Why do you ask me to wait another few years before asking the Senate to vote you this honour? The only way that I can show my absolute confidence in your disinterested loyalty and profound judgment is to give way at last to your repeated pleas for the recall of Tiberius, a man to whose character I confess I continue to feel the greatest repugnance, and I pray to Heaven that by giving way to you now I do not inflict lasting damage on the commonwealth."

Livia's last choice was a letter written about a year before Augustus' death:

"I had a sudden feeling of profoundest regret and despair, my dearest wife, when discussing State policy with Tiberius yesterday, that the people of Rome should be fated to be glared at by those protruding eyes of his and pounded by that bony fist of his and chewed by those dreadfully slow jaws of his and stamped on by those huge feet of his. But I was for the moment reckoning without yourself and our dear Germanicus. If I did not believe that when I am dead he will both be guided by you in all matters of State and shamed by Germanicus' example into at least a semblance of decent living, I would even now, I swear, disinherit him and ask the Senate to revoke all his titles of honour. The man's a beast and needs keepers."

When she had finished she rose and said: "Perhaps, ladies, it would be best to say nothing to your husbands about these peculiar letters. I did not realise, in fact, when I began to read, how--how peculiar they were. I am not asking you this on my own account but for the sake of the Empire."

Tiberius heard the whole story from Sejanus just as he was about to take his seat in the Senate, and he was overcome with shame and rage and alarm. It so happened that his business that afternoon was to hear a charge of treason brought against Lentulus, one of the pontiffs who had incurred his suspicion in the matter of the prayer for Nero and Drusus, and also because he had voted for the mitigation of Sosia's sentence. When Lentuhis, a simple old man, distinguished equally for his birth, his victories in Africa under Augustus and his unassuming mildness--his nickname was "The Bell-Wether"--heard that he was accused of plotting against the State, he burst out laughing. Tiberius, already distracted, lost all self-control and said, nearly weeping, to the House: "If Lentulus too hates me, I am unworthy to live,"

Gallus replied: "Cheer up. Your Majesty--I beg your pardon, I had forgotten that you dislike the title--I should say, cheer up, Tiberius Caesar!
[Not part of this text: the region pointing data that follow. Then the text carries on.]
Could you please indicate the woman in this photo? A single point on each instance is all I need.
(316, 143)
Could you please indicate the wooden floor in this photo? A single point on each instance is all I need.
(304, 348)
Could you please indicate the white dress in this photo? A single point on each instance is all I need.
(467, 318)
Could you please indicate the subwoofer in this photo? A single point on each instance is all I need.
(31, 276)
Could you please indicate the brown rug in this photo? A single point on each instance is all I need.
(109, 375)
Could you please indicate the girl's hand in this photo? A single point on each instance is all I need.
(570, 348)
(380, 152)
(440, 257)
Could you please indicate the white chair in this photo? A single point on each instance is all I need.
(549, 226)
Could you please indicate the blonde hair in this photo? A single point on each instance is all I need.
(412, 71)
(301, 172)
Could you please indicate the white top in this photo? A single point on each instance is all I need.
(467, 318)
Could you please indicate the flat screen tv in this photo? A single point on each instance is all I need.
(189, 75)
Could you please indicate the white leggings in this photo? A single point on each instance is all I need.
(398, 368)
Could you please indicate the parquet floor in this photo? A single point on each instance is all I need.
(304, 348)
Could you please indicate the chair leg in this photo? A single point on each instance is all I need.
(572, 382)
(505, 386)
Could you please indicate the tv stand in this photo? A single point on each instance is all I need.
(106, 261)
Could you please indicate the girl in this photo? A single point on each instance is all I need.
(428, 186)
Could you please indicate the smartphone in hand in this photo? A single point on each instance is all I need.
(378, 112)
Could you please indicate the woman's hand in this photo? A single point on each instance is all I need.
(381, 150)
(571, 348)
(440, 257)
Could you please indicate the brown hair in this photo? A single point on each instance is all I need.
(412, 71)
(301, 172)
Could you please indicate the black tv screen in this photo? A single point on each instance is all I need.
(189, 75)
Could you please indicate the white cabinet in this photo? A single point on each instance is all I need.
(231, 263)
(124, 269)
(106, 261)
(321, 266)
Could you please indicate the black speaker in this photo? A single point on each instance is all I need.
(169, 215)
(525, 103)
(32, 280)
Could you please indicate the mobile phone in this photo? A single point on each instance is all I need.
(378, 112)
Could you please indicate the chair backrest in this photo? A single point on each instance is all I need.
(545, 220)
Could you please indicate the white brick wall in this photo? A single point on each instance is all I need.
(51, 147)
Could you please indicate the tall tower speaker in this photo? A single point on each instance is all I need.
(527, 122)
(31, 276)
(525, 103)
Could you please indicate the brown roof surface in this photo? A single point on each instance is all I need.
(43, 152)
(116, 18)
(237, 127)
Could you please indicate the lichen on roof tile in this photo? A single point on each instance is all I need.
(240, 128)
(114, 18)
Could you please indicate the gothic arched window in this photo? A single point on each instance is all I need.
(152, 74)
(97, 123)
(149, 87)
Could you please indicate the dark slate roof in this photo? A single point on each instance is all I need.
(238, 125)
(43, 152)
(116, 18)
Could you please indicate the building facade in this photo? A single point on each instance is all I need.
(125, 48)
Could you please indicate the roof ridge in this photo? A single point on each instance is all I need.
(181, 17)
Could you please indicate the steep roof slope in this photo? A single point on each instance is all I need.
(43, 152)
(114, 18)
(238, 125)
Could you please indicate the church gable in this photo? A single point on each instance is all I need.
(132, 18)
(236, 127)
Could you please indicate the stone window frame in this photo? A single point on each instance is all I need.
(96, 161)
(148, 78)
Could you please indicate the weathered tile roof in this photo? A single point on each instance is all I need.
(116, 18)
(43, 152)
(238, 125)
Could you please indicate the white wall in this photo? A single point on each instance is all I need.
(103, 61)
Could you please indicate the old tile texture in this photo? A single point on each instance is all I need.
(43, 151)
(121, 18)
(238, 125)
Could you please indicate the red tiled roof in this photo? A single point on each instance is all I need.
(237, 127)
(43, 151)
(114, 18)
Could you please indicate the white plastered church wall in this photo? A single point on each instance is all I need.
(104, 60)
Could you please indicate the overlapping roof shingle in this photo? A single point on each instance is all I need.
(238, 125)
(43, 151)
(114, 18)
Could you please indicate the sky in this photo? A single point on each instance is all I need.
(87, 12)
Lentulus was not laughing at you, he was laughing with you. He was rejoicing with you that for once there should come before the Senate a charge of treason that was absolutely unfounded." So the charge against Lentulus was dropped. But Tiberius had already been the cause of Lentulus' father's death. He was immensely rich and was so frightened by Tiberius' suspicions of him that he had killed himself, and as a proof of loyalty had left his entire fortune to Tiberius, who thereafter could not believe that Lentulus, now left very poor, harboured no resentment against him.
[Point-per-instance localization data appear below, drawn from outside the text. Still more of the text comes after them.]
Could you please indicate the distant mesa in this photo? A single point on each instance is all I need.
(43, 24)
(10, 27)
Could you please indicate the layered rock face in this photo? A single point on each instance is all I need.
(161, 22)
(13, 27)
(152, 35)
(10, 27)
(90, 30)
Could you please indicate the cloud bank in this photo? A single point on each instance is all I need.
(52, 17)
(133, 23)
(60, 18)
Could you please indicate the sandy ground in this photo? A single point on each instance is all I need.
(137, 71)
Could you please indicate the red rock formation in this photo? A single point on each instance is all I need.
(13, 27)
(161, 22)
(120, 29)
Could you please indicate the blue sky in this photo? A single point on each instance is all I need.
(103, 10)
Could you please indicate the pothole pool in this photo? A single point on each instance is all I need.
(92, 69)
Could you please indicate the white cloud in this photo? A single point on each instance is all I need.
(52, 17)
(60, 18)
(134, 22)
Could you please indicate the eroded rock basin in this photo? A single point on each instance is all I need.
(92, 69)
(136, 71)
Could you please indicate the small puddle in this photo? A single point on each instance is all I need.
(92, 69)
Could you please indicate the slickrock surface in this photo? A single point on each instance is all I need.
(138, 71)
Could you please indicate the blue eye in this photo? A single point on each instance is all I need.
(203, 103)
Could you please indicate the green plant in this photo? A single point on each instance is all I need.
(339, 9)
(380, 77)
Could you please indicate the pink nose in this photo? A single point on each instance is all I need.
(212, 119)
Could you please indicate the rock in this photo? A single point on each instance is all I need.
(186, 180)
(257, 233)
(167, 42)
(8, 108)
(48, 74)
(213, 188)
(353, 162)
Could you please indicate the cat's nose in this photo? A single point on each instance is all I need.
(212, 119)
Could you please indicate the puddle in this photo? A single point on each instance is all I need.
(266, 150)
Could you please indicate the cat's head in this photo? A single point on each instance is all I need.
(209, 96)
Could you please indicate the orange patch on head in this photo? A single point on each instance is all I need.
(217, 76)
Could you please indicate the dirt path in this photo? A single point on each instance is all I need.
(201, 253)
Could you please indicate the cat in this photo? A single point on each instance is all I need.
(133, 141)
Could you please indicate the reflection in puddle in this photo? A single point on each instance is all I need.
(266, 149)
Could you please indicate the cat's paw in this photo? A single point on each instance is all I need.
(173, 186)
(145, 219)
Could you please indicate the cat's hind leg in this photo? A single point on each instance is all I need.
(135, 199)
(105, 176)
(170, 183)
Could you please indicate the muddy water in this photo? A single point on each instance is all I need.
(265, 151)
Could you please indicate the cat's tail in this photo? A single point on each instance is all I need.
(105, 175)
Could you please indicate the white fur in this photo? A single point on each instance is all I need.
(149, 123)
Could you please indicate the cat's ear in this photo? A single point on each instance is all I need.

Tiberius did not enter the Senate again for two whole months: he could not look the senators in the face with the knowledge that their wives had heard Augustus' letters about him. Sejanus suggested that it would be good for his health to leave Rome for awhile and stay a few miles away at one of his villas, where he would escape from the daily throng of Palace visitors and the noise and bustle of the City. He followed this advice. The action that he took against his mother was to superannuate her, to omit her name from all public documents, to discontinue her customary birthday honours, and to make it clear that any coupling of her name with his or any praise of her in the Senate would be regarded as little short of treason. More active vengeance he did not dare take. He knew that she still had the letter which he had written from Rhodes promising her his lifelong obedience and that she was quite capable of reading it, even though it might incriminate her as the murderess of Gaius and Lucius.